3) Written policy and retention schedules

BIPA requires private entities that "possess" biometric data to develop a written policy establishing a retention schedule and guidelines for destruction of biometric data. Destruction of biometric data can occur either once the original purpose of the retention has been exhausted or three years after an employee's last interaction with the employer (whichever comes first).

4) Not disclose to a third party

The biometric information must NOT be disclosed to a third party unless: (1) the employer obtains consent for disclosure, (2) the disclosure completes a financial transaction requested by the employee, or (3) the disclosure is required by law through a valid warrant, subpoena, or otherwise. Additionally, private entities in possession of biometric data are prohibited from selling the data.

5) Reasonable standard of care

An employer must use a "reasonable standard of care" in storing, transmitting, and protecting biometric data. This standard is relative to industry precedent and must be at least as protective as "how the company stores, transmits and protects other confidential and sensitive information."

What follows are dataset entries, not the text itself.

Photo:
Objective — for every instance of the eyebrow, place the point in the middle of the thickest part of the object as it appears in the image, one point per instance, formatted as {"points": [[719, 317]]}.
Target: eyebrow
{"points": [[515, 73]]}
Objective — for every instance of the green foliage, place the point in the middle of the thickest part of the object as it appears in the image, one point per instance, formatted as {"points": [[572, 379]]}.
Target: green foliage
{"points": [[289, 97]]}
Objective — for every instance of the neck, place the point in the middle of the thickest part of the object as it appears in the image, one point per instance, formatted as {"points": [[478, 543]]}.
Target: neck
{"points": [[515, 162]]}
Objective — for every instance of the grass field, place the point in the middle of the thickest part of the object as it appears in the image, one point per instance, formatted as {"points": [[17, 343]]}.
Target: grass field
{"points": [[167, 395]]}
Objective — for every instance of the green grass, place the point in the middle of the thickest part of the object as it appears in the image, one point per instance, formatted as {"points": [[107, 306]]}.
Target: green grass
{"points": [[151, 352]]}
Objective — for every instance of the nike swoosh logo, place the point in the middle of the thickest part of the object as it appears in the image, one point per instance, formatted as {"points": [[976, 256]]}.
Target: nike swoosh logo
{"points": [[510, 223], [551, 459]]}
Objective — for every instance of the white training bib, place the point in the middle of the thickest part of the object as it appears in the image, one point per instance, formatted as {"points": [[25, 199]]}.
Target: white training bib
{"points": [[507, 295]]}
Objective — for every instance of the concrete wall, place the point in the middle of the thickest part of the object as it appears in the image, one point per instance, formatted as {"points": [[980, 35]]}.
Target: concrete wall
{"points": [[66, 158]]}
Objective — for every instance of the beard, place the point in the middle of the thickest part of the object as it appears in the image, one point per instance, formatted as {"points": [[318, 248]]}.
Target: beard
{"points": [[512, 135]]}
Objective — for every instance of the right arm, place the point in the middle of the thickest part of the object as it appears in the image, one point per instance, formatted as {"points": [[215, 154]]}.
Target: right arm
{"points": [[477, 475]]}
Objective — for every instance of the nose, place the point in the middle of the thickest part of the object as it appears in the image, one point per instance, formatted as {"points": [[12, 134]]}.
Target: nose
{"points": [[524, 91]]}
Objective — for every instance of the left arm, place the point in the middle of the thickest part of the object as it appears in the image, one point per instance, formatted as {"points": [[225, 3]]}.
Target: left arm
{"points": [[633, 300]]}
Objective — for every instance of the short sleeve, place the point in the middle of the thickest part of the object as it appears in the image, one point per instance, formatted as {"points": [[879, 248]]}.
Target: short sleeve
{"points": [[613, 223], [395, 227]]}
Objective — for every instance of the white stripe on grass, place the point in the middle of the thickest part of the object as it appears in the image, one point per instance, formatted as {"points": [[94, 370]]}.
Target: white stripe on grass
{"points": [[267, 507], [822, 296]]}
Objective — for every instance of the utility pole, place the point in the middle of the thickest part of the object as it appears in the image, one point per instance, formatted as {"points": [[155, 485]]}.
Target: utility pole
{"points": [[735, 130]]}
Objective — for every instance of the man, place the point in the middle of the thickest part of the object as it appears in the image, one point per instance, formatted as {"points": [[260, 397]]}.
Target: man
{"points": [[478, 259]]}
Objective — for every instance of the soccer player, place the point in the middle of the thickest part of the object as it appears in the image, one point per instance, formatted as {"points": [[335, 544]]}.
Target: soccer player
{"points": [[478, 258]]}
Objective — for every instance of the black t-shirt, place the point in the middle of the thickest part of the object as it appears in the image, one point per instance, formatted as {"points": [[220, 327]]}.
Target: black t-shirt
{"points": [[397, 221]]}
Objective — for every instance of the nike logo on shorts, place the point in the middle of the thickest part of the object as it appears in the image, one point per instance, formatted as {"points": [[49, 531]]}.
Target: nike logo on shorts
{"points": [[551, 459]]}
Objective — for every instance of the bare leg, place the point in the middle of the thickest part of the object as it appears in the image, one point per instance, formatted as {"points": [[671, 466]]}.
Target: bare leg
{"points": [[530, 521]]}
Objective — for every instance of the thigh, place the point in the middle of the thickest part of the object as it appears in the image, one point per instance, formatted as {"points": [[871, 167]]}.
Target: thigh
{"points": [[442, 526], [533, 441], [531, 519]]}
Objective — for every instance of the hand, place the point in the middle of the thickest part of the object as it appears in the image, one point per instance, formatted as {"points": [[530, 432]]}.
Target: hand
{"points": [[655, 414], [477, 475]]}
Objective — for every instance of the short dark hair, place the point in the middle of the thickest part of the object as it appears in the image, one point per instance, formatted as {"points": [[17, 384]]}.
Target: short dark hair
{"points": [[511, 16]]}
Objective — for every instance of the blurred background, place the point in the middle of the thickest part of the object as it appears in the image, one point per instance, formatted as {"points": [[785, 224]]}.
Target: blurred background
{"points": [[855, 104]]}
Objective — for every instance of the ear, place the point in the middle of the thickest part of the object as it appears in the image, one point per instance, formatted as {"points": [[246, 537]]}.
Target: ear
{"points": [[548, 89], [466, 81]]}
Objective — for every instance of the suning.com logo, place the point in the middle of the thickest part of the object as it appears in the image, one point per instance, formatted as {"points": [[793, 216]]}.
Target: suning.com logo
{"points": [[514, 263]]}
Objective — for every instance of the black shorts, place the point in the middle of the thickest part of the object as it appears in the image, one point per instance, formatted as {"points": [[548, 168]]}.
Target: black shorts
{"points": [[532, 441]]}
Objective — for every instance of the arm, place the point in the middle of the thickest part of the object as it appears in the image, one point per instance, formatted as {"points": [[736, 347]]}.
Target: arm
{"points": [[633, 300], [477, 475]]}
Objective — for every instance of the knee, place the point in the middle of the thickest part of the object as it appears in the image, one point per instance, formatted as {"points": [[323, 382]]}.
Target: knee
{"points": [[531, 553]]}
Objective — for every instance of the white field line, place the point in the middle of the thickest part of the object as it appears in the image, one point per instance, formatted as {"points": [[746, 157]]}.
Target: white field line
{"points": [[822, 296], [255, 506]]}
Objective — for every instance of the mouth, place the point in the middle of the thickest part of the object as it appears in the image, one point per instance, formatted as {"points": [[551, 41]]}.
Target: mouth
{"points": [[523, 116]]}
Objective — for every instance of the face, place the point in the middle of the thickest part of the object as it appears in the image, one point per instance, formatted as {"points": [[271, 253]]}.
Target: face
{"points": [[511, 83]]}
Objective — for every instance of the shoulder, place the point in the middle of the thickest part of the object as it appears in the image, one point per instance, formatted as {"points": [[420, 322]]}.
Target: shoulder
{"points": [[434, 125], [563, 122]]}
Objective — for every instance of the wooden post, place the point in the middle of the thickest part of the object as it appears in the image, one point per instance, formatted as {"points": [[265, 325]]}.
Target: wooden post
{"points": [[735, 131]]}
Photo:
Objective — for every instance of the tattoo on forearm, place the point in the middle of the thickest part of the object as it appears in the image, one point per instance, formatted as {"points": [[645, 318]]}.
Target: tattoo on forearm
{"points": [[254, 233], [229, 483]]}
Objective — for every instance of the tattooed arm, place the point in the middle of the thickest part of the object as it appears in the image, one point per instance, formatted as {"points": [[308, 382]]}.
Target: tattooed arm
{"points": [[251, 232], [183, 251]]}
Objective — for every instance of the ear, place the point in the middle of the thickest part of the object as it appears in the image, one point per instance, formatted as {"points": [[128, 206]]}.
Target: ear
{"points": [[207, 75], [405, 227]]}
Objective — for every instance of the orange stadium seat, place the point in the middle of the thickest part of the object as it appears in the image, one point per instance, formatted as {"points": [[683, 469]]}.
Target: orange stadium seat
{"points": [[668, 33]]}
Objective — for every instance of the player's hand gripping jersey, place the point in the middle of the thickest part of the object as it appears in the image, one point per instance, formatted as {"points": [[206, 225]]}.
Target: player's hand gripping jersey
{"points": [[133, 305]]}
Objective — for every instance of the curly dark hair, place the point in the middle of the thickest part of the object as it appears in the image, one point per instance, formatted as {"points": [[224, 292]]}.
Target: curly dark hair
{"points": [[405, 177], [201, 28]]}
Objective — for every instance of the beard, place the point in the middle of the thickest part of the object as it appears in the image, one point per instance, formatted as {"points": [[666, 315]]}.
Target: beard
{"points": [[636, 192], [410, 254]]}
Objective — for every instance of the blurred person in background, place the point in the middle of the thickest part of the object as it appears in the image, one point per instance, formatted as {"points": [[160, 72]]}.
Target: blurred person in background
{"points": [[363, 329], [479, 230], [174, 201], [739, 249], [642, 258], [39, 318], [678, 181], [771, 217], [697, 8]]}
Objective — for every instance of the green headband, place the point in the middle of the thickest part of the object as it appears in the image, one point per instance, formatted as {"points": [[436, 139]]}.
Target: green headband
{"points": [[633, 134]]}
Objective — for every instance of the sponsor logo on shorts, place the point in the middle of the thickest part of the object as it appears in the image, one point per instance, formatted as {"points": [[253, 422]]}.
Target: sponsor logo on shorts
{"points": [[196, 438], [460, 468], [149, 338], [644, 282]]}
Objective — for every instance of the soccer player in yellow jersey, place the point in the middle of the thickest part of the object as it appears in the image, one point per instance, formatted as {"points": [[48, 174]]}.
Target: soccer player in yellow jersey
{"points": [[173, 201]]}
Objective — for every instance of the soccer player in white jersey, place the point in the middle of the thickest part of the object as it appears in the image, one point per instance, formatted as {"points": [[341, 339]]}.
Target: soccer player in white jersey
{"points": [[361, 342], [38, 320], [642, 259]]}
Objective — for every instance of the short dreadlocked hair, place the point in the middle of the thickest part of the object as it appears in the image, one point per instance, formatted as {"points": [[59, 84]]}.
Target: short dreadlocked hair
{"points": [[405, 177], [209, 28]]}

While Texas, Illinois, and Washington are currently the only states with dedicated biometric privacy laws, many states have expanded their comprehensive privacy laws, placing greater restrictions on the collection, use, and sharing of biometric information. For example, while the California Constitution contains a general protection of the right to privacy (Cal. Const. art. I, § 1), the State recently expanded its Privacy Rights Act (CRPA) to include certain types of biometric information as "sensitive personal information" and provide consumers the right to limit businesses' use of that information. Cal. Civ. Code § 1798.100 et seq. Further, states such as Alaska, Montana, Massachusetts, New Hampshire, and Oregon have introduced legislation regarding the handling of biometric information.

Due to the overwhelming concerns surrounding the security and privacy of biometric information, it is only a matter of time before more states impose specific, strict biometric privacy laws which require compliance and could expose employers to substantial monetary sanctions. Employers should stay up-to-date with the latest biometric privacy regulations decisions and follow best practices to limit their exposure to possible penalties.